The paper cited an intelligence estimate that the number of British Muslims engaged in terrorist activity, whether at home or abroad, or supporting it, was “less than 1%” of the UK’s Muslim population of 1.6m. But that suggests that up to 16,000 may be involved — a numbing figure.
It went on to explain why these thousands of potential terrorists remain below the security radar: “Whilst many have grown up in Muslim households, a significant number come from liberal, non- religious Muslim backgrounds or only converted to Islam in adulthood. These converts include white British nationals and those of West Indian extraction.
“By and large most young extremists fall into one of two groups: well educated — undergraduates or with degrees and technical professional qualifications in engineering or IT — or under-achievers with few or no qualifications and often a criminal background.

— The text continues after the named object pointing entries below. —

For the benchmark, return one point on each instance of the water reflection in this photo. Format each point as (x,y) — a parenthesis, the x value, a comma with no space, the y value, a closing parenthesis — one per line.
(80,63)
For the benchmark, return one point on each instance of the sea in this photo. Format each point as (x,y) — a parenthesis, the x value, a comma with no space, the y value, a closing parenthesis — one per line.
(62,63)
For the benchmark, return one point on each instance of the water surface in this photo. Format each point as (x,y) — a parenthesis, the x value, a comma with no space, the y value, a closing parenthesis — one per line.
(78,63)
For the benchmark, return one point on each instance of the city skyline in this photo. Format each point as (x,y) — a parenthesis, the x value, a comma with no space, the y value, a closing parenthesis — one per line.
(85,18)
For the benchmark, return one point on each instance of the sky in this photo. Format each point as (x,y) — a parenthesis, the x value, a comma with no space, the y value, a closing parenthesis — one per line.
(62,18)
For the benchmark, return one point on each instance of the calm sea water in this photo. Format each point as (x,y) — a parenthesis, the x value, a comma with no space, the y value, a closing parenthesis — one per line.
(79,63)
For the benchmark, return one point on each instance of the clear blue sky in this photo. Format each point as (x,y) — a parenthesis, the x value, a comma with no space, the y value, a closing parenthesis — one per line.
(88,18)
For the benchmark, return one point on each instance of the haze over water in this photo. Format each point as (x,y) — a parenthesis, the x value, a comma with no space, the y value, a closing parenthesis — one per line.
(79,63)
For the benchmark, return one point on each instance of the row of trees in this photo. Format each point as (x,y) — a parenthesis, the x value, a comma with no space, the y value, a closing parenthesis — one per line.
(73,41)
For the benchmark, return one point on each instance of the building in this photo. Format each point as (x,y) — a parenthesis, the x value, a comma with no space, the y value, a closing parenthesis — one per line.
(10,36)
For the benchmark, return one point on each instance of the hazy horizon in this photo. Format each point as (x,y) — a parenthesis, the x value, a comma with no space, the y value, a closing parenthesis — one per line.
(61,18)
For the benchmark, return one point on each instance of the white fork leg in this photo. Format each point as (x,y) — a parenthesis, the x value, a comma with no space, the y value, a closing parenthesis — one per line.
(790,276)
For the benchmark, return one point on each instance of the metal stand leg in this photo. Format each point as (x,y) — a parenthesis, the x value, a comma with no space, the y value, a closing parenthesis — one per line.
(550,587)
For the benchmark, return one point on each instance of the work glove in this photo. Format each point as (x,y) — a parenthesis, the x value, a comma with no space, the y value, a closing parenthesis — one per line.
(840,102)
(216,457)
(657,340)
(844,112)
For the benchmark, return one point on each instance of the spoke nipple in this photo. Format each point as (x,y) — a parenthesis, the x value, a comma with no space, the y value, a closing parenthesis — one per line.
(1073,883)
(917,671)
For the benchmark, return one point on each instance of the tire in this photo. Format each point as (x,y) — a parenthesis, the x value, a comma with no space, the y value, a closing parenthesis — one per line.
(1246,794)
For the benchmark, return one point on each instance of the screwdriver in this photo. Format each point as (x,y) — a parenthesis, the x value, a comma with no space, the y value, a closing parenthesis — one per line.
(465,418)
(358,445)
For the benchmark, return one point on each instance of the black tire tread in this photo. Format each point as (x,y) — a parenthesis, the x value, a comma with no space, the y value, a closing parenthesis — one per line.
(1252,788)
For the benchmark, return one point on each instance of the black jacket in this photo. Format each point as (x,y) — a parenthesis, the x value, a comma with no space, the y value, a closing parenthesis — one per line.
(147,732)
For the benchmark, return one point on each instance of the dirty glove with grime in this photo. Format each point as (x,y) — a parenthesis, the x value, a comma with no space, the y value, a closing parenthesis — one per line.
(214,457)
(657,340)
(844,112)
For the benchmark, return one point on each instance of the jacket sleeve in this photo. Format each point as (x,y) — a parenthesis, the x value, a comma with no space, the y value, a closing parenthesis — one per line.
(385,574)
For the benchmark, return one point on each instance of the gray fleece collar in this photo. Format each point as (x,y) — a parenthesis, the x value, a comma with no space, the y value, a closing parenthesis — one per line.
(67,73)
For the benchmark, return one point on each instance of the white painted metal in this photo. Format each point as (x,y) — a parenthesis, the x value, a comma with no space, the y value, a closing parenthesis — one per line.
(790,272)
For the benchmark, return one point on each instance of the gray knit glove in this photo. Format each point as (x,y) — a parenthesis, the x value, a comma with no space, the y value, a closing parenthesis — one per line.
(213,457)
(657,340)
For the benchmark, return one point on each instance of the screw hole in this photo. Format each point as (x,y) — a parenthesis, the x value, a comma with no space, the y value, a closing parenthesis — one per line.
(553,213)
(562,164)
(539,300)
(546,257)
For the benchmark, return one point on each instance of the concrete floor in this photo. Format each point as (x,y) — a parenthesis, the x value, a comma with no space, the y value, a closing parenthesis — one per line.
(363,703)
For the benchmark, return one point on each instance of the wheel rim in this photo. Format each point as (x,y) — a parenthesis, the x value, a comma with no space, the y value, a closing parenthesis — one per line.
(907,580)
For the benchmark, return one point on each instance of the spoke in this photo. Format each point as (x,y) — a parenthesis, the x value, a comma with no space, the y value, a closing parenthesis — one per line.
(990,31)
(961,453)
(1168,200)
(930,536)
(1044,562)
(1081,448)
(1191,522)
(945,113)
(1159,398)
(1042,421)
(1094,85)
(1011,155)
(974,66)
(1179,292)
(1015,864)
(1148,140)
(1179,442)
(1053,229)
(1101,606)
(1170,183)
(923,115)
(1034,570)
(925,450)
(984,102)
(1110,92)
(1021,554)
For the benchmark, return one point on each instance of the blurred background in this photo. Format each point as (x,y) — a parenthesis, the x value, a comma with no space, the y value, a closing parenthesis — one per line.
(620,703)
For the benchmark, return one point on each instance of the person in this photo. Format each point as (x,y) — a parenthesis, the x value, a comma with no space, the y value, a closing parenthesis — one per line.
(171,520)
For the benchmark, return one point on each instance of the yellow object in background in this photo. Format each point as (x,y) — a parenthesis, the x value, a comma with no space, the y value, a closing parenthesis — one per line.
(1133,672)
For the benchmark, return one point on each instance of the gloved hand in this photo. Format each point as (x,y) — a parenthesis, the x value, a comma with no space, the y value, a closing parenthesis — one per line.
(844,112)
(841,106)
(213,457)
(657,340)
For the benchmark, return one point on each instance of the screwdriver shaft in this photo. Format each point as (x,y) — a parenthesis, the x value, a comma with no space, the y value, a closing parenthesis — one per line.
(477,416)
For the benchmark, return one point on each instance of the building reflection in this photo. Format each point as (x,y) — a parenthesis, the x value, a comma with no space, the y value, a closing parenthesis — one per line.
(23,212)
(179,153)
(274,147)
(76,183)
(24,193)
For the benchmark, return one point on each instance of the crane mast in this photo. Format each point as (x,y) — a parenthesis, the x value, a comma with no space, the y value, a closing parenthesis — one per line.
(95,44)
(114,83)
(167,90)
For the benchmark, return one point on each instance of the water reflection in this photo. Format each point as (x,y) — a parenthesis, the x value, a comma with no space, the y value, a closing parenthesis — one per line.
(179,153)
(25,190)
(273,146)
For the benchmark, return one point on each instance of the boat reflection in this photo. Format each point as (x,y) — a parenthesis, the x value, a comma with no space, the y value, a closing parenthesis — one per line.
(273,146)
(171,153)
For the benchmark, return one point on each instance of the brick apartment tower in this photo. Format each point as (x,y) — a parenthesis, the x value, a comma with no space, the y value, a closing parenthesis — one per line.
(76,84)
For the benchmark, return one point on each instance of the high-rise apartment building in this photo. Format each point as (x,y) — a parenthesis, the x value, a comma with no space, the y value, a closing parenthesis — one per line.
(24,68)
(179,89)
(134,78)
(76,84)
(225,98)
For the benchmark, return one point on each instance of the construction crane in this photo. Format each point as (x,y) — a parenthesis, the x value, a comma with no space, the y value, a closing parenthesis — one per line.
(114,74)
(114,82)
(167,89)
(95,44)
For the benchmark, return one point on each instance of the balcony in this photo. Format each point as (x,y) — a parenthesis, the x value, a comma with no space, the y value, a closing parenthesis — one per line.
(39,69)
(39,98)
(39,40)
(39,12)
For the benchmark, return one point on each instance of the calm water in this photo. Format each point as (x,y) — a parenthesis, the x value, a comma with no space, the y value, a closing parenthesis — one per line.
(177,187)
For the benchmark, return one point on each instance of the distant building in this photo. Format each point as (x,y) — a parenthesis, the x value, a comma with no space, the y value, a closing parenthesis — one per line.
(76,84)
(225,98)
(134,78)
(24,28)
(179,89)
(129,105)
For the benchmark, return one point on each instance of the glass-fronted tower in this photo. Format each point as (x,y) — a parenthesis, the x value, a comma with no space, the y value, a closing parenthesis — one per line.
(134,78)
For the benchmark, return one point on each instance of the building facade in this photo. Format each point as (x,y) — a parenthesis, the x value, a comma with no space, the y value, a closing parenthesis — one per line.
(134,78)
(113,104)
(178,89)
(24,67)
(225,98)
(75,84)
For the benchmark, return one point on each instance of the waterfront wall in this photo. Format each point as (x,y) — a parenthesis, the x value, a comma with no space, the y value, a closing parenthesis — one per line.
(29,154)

“The former group is often targeted by extremist recruiters circulating among university-based religious or ethnic societies. Among the latter group some are drawn to mosques where they may be targeted by extremist preachers; others are radicalised or converted while in prison.
“However, a significant number of young radicalised British Muslims have been recruited through a single contact, often by chance, outside either of these environments. Such individuals are encouraged to maintain a low profile for operational purposes and do not develop the network of associates or political doctrines common to many other extremist Islamists.”
The white paper's conclusions are echoed in interviews of various experts and community leaders conducted by the Sunday Times.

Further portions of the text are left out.